Jika kita simpulkan lebih lanjut maka jelas ekonomi berpotensi resesi dan market di AS sedang bubble. Bahkan kalaupun ekonomi AS di tangan Trump mampu bertahan, bubble yang terjadi di AS tidak dapat diabaikan begitu saja karena bubble tersebut dapat pecah sewaktu-waktu (seperti yang disebutkan sebelumnya, bisa saja terjadi crash tanpa didahului oleh krisis). Dan jika ini terjadi di AS, IHSG juga akan terkena dampaknya.
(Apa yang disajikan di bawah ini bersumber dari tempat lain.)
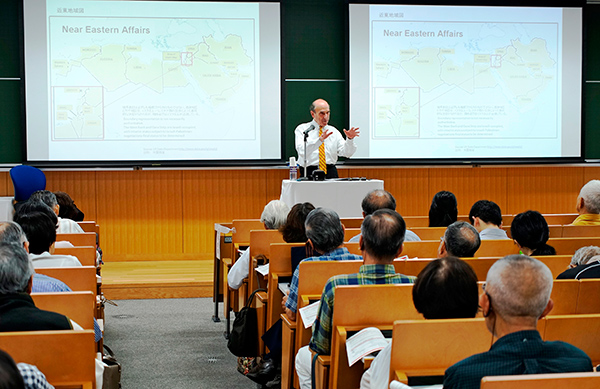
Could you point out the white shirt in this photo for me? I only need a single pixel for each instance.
(45, 259)
(239, 270)
(378, 375)
(335, 145)
(68, 226)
Lalu kapan terjadinya crash tersebut? Sudah pasti tidak ada yang tau kapan terjadinya crash tersebut, bahkan investor paling sukses sekalipun. Karena kita bukan Tuhan. Tapi kalau mau agak ilmiah dikit, kita bisa menggunakan statistik untuk jarak rata-rata waktu dari inverted yield curve muncul sampai terjadinya krisis. Minta tolong ChatGPT saja untuk menghitungnya.


source: chatgpt

Kalau perhitungan GPT, rata-rata jarak waktu antara terjadinya inverted yield curve dengan resesi, berdasarkan historis di AS, yaitu 19-22 bulan. Jika kita terjadinya inverted yield curve terakhir pada Juli 2023, maka 19 bulan kemudian berarti jatuh pada bulan Februari 2025, dan 22 bulan kemudian yaitu bulan Mei 2025. Sehingga kemungkinan krisis berikutnya terjadi antara Q1-Q2 tahun 2025😨

Tapi tentu saja, tidak akan ada manusia yang tau pasti kapan terjadinya hal tersebut. Yang jelas kita perlu mempertimbangkan potensi terjadinya crash tahun depan (atau bahkan bisa saja crashnya tertunda). Jadi tidak ada salahnya kita berhati-hati dan menyiapkan ember (uang cash) untuk menampung saham-saham bagus yang berguguran ketika beneran terjadi, seperti yang dilakukan Warren Buffett yang sekarang sedang megang uang lima ribu lima ratus triliun rupiah (dan dia bisa kaya seperti sekarang karena melakukan hal seperti ini berulang kali sejak tahun 1950an).